Section: New Results

Homotopy of rewriting systems

Participants : Pierre-Louis Curien, Yves Guiraud, Philippe Malbos.

Coherence in monoidal structures

Yves Guiraud and Philippe Malbos have applied the Squier's homotopical theorem  [70] , which they had generalised to higher-dimensional rewriting systems  [52] , to several types of categories with monoidal structures. This work develops a formal setting to produce constructive proofs of coherence conditions, applied to the cases of monoidal categories, symmetric monoidal categories and braided categories. These results have been published in Mathematical Structures in Computer Science [12] .

Computation of resolutions of monoids

Yves Guiraud and Philippe Malbos have extended Squier's homotopical theory to the higher dimensions of presentations of monoids to get an algorithm transforming a convergent word rewriting system into a polygraphic resolution of the presented monoid, in the setting of Métayer  [63] . From this polygraphic resolution, this work gives an explicit procedure to recover several of the known Abelian resolutions of the monoid, generalising and relating algebraic invariants of monoids. Moreover, a polygraphic resolution corresponds to the normalisation strategies of rewriting systems and they contain all the proofs of equality between elements, together with the proofs of equality of those proofs of equality, and so on. This work has been published in Advances in Mathematics [13] . By nature, polygraphic resolutions bear many similarities with the higher-dimensional groupoids that appear in homotopical type theory when one considers the towers of identity types: this connection will be investigated by Pierre-Louis Curien, Yves Guiraud, Hugo Herbelin and Matthieu Sozeau.

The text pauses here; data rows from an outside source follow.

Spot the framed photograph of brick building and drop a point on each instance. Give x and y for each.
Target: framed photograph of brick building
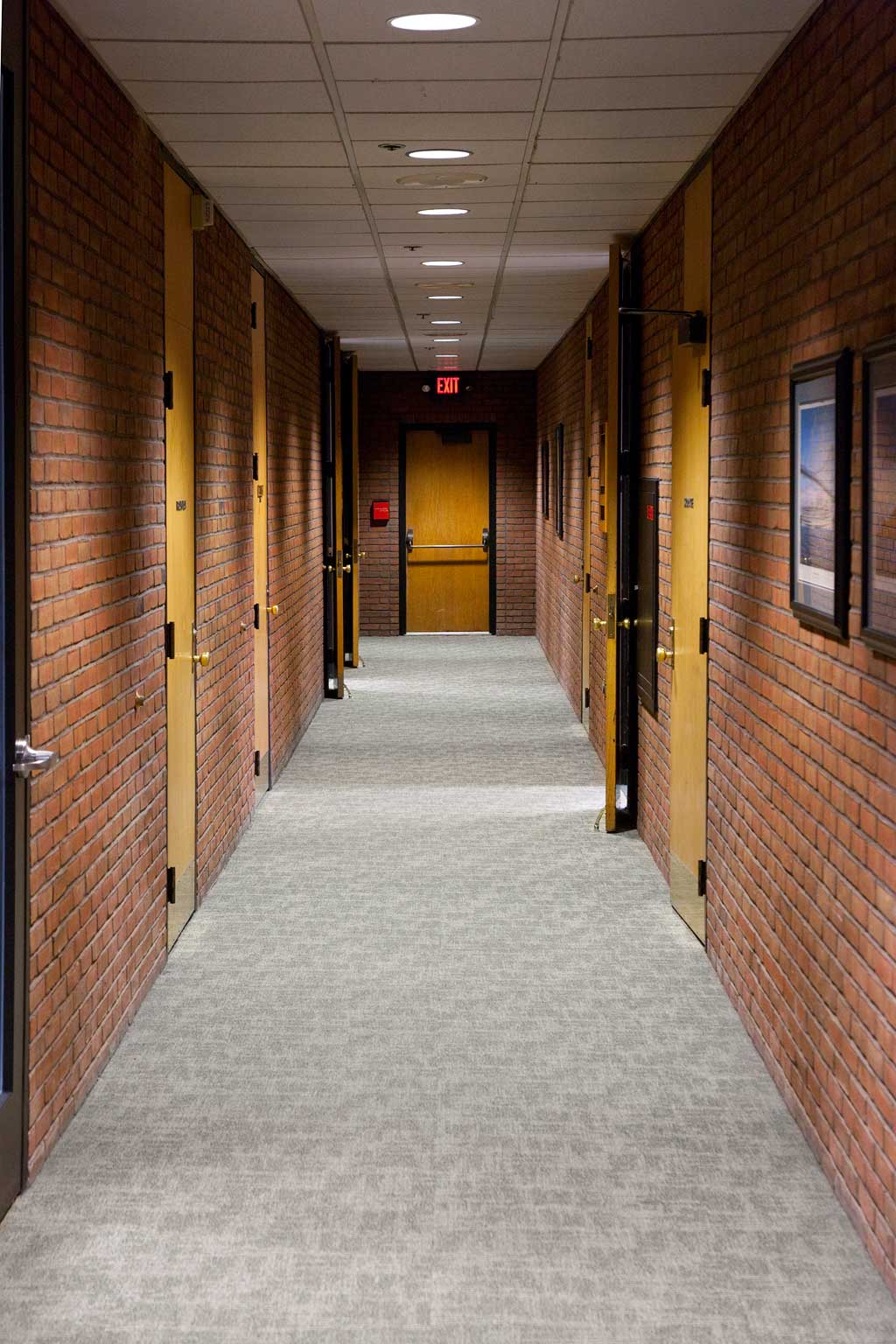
(878, 496)
(820, 452)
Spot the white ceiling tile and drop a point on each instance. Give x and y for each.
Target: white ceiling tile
(676, 148)
(436, 95)
(648, 92)
(610, 172)
(258, 127)
(632, 122)
(160, 95)
(214, 60)
(441, 130)
(260, 155)
(697, 54)
(245, 175)
(662, 18)
(225, 20)
(384, 60)
(367, 20)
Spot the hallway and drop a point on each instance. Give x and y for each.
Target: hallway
(437, 1062)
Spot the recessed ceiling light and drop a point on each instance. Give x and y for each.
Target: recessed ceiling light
(433, 22)
(437, 155)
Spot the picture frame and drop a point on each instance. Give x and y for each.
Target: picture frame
(820, 469)
(557, 479)
(546, 479)
(878, 496)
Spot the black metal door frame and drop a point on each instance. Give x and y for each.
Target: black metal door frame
(402, 514)
(14, 604)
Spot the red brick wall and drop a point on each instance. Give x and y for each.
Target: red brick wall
(802, 766)
(507, 401)
(225, 588)
(560, 401)
(98, 559)
(97, 556)
(294, 521)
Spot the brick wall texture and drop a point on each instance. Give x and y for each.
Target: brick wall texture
(98, 827)
(801, 761)
(507, 401)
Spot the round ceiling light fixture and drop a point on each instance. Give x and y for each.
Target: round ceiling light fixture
(433, 22)
(438, 155)
(439, 180)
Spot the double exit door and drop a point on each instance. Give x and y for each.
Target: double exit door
(446, 531)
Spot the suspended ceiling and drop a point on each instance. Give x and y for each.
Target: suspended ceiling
(580, 116)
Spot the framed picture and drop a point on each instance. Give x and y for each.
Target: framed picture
(546, 479)
(820, 456)
(557, 479)
(878, 496)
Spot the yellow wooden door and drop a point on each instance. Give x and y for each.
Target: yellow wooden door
(349, 486)
(446, 507)
(263, 611)
(690, 576)
(180, 554)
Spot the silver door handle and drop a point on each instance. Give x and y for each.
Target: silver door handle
(29, 759)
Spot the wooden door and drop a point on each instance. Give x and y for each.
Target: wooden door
(687, 639)
(333, 539)
(263, 611)
(180, 556)
(352, 556)
(448, 543)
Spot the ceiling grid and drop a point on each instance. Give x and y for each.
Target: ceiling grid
(579, 117)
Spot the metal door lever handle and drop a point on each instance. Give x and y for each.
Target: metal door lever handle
(29, 759)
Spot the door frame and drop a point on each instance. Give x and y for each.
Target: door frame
(17, 626)
(404, 429)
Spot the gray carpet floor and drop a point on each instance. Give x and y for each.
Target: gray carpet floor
(436, 1062)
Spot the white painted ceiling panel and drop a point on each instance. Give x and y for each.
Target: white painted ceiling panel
(283, 127)
(649, 92)
(485, 60)
(155, 95)
(367, 20)
(222, 20)
(697, 54)
(637, 18)
(434, 95)
(198, 60)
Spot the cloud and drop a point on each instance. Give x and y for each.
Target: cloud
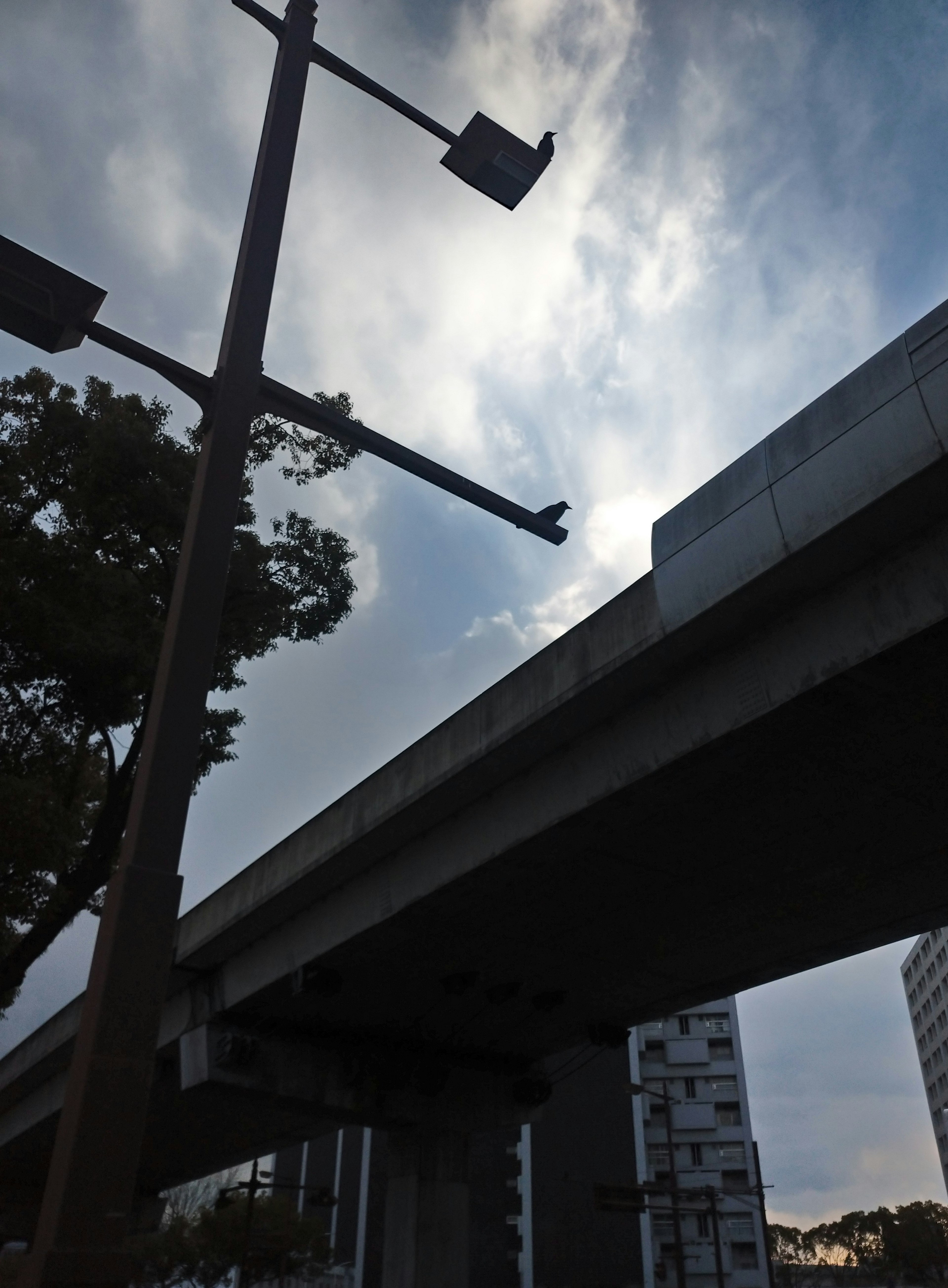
(741, 209)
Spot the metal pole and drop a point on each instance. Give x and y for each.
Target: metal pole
(252, 1194)
(91, 1187)
(717, 1230)
(337, 1179)
(304, 1168)
(759, 1187)
(673, 1178)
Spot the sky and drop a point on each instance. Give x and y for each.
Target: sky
(748, 200)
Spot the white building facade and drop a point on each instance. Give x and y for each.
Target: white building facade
(925, 979)
(696, 1057)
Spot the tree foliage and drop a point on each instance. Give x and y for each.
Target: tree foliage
(911, 1244)
(93, 500)
(203, 1250)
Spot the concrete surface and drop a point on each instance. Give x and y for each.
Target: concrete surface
(755, 727)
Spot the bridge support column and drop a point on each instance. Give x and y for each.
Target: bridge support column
(427, 1211)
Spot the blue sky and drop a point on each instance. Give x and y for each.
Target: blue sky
(748, 200)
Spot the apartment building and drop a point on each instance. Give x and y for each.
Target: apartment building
(695, 1058)
(925, 979)
(534, 1222)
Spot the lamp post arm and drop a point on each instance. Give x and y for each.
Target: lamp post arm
(324, 59)
(263, 16)
(193, 383)
(290, 405)
(294, 406)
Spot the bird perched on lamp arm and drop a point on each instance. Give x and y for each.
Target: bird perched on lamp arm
(545, 147)
(554, 513)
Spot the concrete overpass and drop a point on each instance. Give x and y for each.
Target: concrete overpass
(732, 772)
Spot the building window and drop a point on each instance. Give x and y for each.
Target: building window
(721, 1049)
(726, 1082)
(744, 1256)
(732, 1152)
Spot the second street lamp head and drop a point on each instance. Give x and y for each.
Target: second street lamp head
(40, 302)
(495, 161)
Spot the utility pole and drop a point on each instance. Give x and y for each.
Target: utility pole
(673, 1178)
(91, 1186)
(759, 1188)
(717, 1230)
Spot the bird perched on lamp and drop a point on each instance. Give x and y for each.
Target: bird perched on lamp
(554, 513)
(545, 146)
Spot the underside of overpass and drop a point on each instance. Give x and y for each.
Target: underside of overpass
(723, 777)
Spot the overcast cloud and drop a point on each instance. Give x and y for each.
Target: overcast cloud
(748, 200)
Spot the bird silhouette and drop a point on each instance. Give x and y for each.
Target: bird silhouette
(554, 513)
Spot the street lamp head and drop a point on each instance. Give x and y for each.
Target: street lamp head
(495, 161)
(42, 303)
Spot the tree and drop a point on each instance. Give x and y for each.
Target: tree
(915, 1241)
(203, 1250)
(93, 500)
(911, 1242)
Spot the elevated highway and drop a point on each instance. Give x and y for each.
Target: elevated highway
(732, 772)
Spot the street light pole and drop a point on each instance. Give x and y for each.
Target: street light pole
(92, 1179)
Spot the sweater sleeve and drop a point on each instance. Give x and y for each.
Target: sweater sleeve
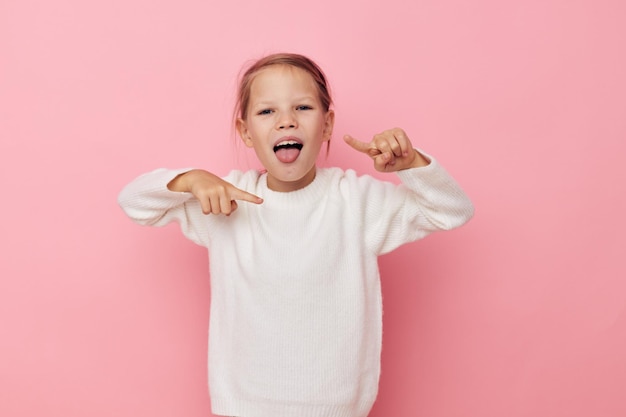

Coherent presentations of Artin groups

With Stéphane Gaussent (Institut Camille Jordan, Université de Saint-Étienne), Yves Guiraud and Philippe Malbos are currently finishing an article on the rewriting properties and coherence issues in Artin groups, a class of groups that is fundamental in algebra and geometry. This work uses the formal setting of coherent presentations (a truncation of polygraphic resolutions at the level above relations) to formulate, in a common language, several known results in combinatorial group theory: one by Tits about the fundamental group of a graph associated to an Artin group  [71] , and one by Deligne about the actions of Artin groups on categories  [44] , both proved by geometrical and non-constructive methods. In this work, an improvement of Knuth-Bendix's completion procedure is introduced, called the homotopical completion-reduction procedure, and it is used to give a constructive proof of both those theorems. In fact, the method even improves the formerly known results: for example, it generalises Deligne's result to cases where his geometrical proof cannot be applied. A preliminary version of this work is available online [31] . The next objective of this collaboration is to extend the formal setting and methods to compute polygraphic resolutions of Artin groups, with a view towards two open problems of combinatorial group theory with respect to Artin groups: the decidability of the word problem and the verification that a precise topological space is a classifying space.

Higher-dimensional linear rewriting

With Samuel Mimram (CEA Saclay) and Pierre-Louis Curien, Yves Guiraud and Philippe Malbos investigate the links between set-theoretic rewriting theory and the computational methods known in symbolic algebra, such as Gröbner bases  [36] . In particular, this work is interested in extending the setting of higher-dimensional rewriting to include “linear rewriting” and, as a consequence, to be able to apply its methods in symbolic computation. One particular direction is to understand Anick's resolution  [33] , and to improve it with the completion-reduction methodology, in order to get better algorithms to compute homological invariants and to prove important properties such as Koszulness. This research direction has been presented to the first call for projects of the IDEX Sorbonne-Paris-Cité, together with Eric Hoffbeck and Muriel Livernet (LAGA, Université Paris 13) and François Métayer (PPS, Université Paris 7).